In der Parkstraße 10 sagte mir der Pförtner: “Ach, zu dumm,
Die auf 104 stell’n seit 2 Wochen auf Computer um
Und die Nebendienststelle, die sonst Härtefälle betreut,
Ist seit elf Uhr zu, die feiern da ein Jubiläum heut’.
Frau Schlibrowski ist auf Urlaub, tja, da bleibt Ihnen wohl nur,
Es im Neubau zu probier’n, vielleicht hat da die Registratur
noch ‘nen Antrag auf Erteilung eines Antragsformulars,
Zur Bestätigung der Nichtigkeit des Durchschriftexemplars,
Dessen Gültigkeitsvermerk von der Bezugsbehörde stammt
Zum Behuf der Vorlage beim zuständ’gen Erteilungsamt.”

Ich klopfte, trat ein, und spürte rote Punkte im Gesicht.
Eine Frau kochte grad’ Kaffee, sie beachtete mich nicht.
Dann trank sie genüßlich schlürfend, ich stand dumm lächelnd im Raum,
Schließlich putzte sie ausgiebig einen fetten Gummibaum.
Ich räusperte mich noch einmal,
doch dann schrie ich plötzlich schrill,
Warf mich trommelnd auf den Boden, und ich röchelte: “Ich will
Meinen Antrag auf Erteilung eines Antragsformulars,
Zur Bestätigung der Nichtigkeit des Durchschriftexemplars,
Dessen Gültigkeit, ach, wissen Sie, Sie rost’ge Gabel Sie,
nageln Sie sich Ihr Scheißformular gefälligst selbst vor’s Knie.”

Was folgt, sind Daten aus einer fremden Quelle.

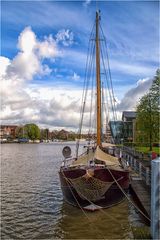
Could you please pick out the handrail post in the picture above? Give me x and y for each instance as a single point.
(147, 176)
(140, 169)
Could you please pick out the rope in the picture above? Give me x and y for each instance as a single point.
(100, 209)
(80, 205)
(128, 197)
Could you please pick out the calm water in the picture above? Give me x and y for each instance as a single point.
(32, 202)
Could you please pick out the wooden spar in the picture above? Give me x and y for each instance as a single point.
(98, 80)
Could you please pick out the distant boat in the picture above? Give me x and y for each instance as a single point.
(94, 179)
(23, 140)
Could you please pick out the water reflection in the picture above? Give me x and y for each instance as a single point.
(32, 202)
(109, 223)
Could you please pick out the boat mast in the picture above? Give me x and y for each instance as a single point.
(98, 80)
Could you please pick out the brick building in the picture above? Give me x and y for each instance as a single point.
(7, 131)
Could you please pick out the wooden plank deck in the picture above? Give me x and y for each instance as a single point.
(142, 194)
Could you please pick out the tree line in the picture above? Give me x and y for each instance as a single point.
(33, 132)
(148, 115)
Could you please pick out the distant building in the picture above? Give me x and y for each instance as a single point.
(128, 119)
(124, 130)
(116, 128)
(7, 131)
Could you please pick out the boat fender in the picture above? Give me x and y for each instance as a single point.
(89, 173)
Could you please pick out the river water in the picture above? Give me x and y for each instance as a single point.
(32, 201)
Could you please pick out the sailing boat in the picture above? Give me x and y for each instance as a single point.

Schluchzend robbt’ ich aus der Tür, bl
ieb zuckend liegen, freundlich hob
Mich der Aktenbote auf seinen Aktenkarren und schob
Mich behutsam durch die Flure, spendete mir Trost und Mut.

“Wir zwei roll’n jetzt zum Betriebsarzt, dann wird alles wieder gut.
Ich geb’ nur schnell ‘nen Karton Vordrucke bei der Hauspost auf,
Würden Sie mal kurz aufstehen, Sie sitzen nämlich grade drauf. –
Is’n Posten alter Formulare, die geh’n ans Oberverwaltungsamt zurück,
Da soll’n die jetzt eingestampft
werden, das sind diese völlig überflüssigen
Anträge auf Erteilung eines Antragsformulars,
Zur Bestätigung der Nichtigkeit des Durchschriftexemplars,
Dessen Gültigkeitsvermerk von der Bezugsbehörde stammt
Zum Behuf der Vorlage beim zuständ’gen Erteilungsamt.